Vialidad Nacional confirmó el inicio de una operación crucial en el puente de la ruta 9 sobre el río Carcarañá, clausurado desde hace seis meses. La limpieza de la estructura, colmada de sedimentos y ramas tras la histórica crecida, es el primer paso para evaluar su rehabilitación definitiva.
El organismo anunció este martes que movilizará sus equipos en los próximos días para retirar el embanque de ramas y residuos acumulados en las pilas y estribos del viaducto. El objetivo principal es liberar el cauce del río para permitir un escurrimiento adecuado.
El trabajo pesado, que incluye el uso de una draga desde un pontón especial, está programado para comenzar en la última semana de marzo. El servicio contratado también se encargará de la disposición final de todos los residuos extraídos de la estructura.
¿Qué pasó con el puente?
El puente, ubicado entre las localidades de Carcarañá y Correa, permanece cerrado al tránsito desde principios de septiembre de 2025. La clausura fue consecuencia directa del desborde del río Carcarañá, cuya fuerte crecida dejó la estructura comprometida y cubierta de sedimentos.

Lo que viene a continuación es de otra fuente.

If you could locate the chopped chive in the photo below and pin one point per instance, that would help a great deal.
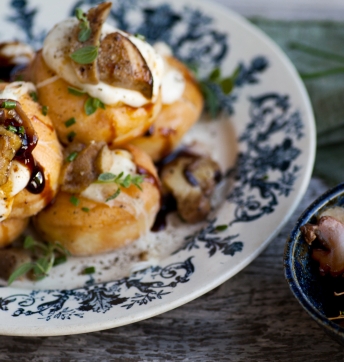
(85, 55)
(72, 157)
(45, 110)
(221, 227)
(12, 129)
(60, 260)
(70, 122)
(114, 195)
(76, 92)
(8, 104)
(74, 200)
(140, 36)
(71, 136)
(34, 96)
(89, 270)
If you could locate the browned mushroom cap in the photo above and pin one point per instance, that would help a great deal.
(88, 73)
(122, 65)
(79, 173)
(192, 181)
(119, 62)
(10, 143)
(330, 234)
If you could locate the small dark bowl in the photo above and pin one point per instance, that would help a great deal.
(313, 291)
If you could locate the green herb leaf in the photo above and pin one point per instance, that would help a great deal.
(60, 260)
(11, 129)
(34, 96)
(92, 104)
(120, 180)
(140, 36)
(85, 55)
(89, 270)
(71, 136)
(70, 122)
(84, 33)
(29, 242)
(211, 100)
(45, 110)
(74, 200)
(114, 195)
(72, 156)
(106, 177)
(8, 104)
(21, 270)
(80, 15)
(215, 75)
(221, 227)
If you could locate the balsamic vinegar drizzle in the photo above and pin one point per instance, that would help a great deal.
(18, 121)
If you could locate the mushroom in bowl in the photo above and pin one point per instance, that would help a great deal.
(311, 262)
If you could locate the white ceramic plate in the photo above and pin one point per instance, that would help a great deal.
(266, 148)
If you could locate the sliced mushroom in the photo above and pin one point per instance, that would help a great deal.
(329, 232)
(82, 171)
(10, 143)
(121, 64)
(192, 181)
(88, 73)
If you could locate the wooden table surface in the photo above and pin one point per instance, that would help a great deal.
(251, 317)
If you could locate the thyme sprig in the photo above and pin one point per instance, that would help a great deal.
(121, 180)
(47, 255)
(84, 25)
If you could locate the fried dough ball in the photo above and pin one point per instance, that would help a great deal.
(175, 119)
(94, 220)
(114, 96)
(30, 159)
(46, 154)
(10, 229)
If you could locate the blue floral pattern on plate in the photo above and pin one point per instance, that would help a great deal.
(265, 173)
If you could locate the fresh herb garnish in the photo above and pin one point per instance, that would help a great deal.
(45, 110)
(120, 180)
(76, 92)
(113, 196)
(71, 136)
(92, 104)
(89, 270)
(213, 81)
(85, 55)
(140, 36)
(72, 156)
(70, 122)
(84, 25)
(220, 228)
(12, 129)
(47, 255)
(34, 96)
(74, 200)
(8, 104)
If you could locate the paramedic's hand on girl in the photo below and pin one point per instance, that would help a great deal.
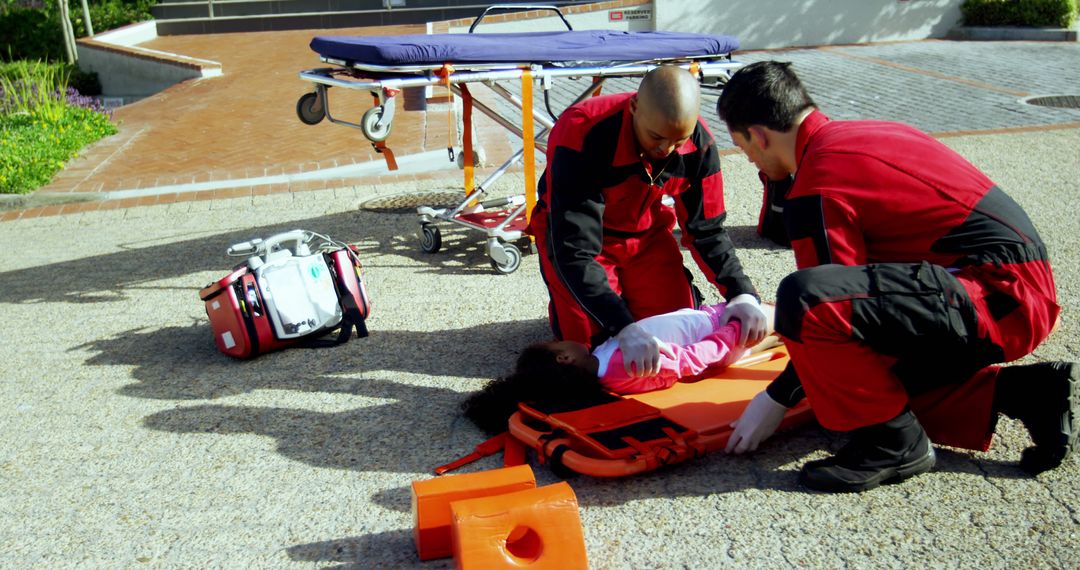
(756, 424)
(747, 310)
(640, 351)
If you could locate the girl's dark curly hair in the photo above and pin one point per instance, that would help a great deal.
(539, 380)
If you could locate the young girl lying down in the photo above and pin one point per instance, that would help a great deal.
(564, 374)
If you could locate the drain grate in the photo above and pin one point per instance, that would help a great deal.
(408, 203)
(1060, 102)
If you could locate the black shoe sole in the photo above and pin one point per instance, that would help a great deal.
(1048, 455)
(886, 476)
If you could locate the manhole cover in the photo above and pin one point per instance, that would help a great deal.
(1061, 102)
(408, 203)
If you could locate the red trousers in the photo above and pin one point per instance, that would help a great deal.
(868, 340)
(645, 270)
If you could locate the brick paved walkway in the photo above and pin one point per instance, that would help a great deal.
(242, 126)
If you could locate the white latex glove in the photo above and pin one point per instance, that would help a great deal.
(640, 351)
(758, 421)
(747, 310)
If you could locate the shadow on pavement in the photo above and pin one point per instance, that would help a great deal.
(381, 550)
(113, 276)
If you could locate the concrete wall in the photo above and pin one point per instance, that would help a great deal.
(760, 24)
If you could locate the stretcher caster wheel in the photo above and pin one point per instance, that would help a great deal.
(306, 109)
(369, 124)
(512, 261)
(431, 239)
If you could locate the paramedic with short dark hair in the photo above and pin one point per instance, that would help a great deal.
(916, 273)
(604, 233)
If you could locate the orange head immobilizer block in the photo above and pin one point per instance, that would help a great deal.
(536, 529)
(432, 498)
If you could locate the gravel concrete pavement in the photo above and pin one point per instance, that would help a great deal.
(129, 442)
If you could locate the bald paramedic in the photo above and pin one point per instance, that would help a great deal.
(917, 274)
(603, 226)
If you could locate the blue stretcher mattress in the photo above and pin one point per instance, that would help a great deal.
(536, 46)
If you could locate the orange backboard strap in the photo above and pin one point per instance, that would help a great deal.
(487, 448)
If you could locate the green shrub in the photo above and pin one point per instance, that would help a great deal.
(1039, 13)
(36, 32)
(27, 34)
(42, 124)
(85, 83)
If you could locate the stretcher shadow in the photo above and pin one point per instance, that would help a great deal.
(392, 388)
(181, 363)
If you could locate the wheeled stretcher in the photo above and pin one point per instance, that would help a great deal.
(638, 433)
(386, 66)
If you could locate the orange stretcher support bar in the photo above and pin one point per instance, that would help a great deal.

En paralelo a las tareas de limpieza, los ingenieros de Vialidad Nacional están definiendo las alternativas para reparar los estribos y taludes que sufrieron erosión durante la crecida. Estos trabajos son esenciales para cualquier plan de reapertura.
Un nuevo incidente complica el panorama
La situación se complicó recientemente debido a un siniestro vial. Un camión, pese a las restricciones, ingresó al puente clausurado y volcó su acoplado. Este incidente obligó a las autoridades a evaluar posibles nuevas afectaciones en la estructura y fundaciones del estribo oeste.
Se intimó al propietario del vehículo accidentado a retirarlo de inmediato para no obstaculizar el inicio de los trabajos de limpieza ya programados. Por ahora, y por razones de seguridad, se mantiene la restricción total al paso de cualquier vehículo.
El cierre prolongado ha generado malestar en la zona. En diciembre pasado, tras tres meses de clausura, algunos vecinos decidieron correr las vallas y cruzar el puente por su cuenta, asumiendo los riesgos que implica el mal estado de la infraestructura.
La comunidad de la región espera que estas tareas, anunciadas por Vialidad Nacional, sean el comienzo de una solución definitiva para restablecer un corredor vial fundamental.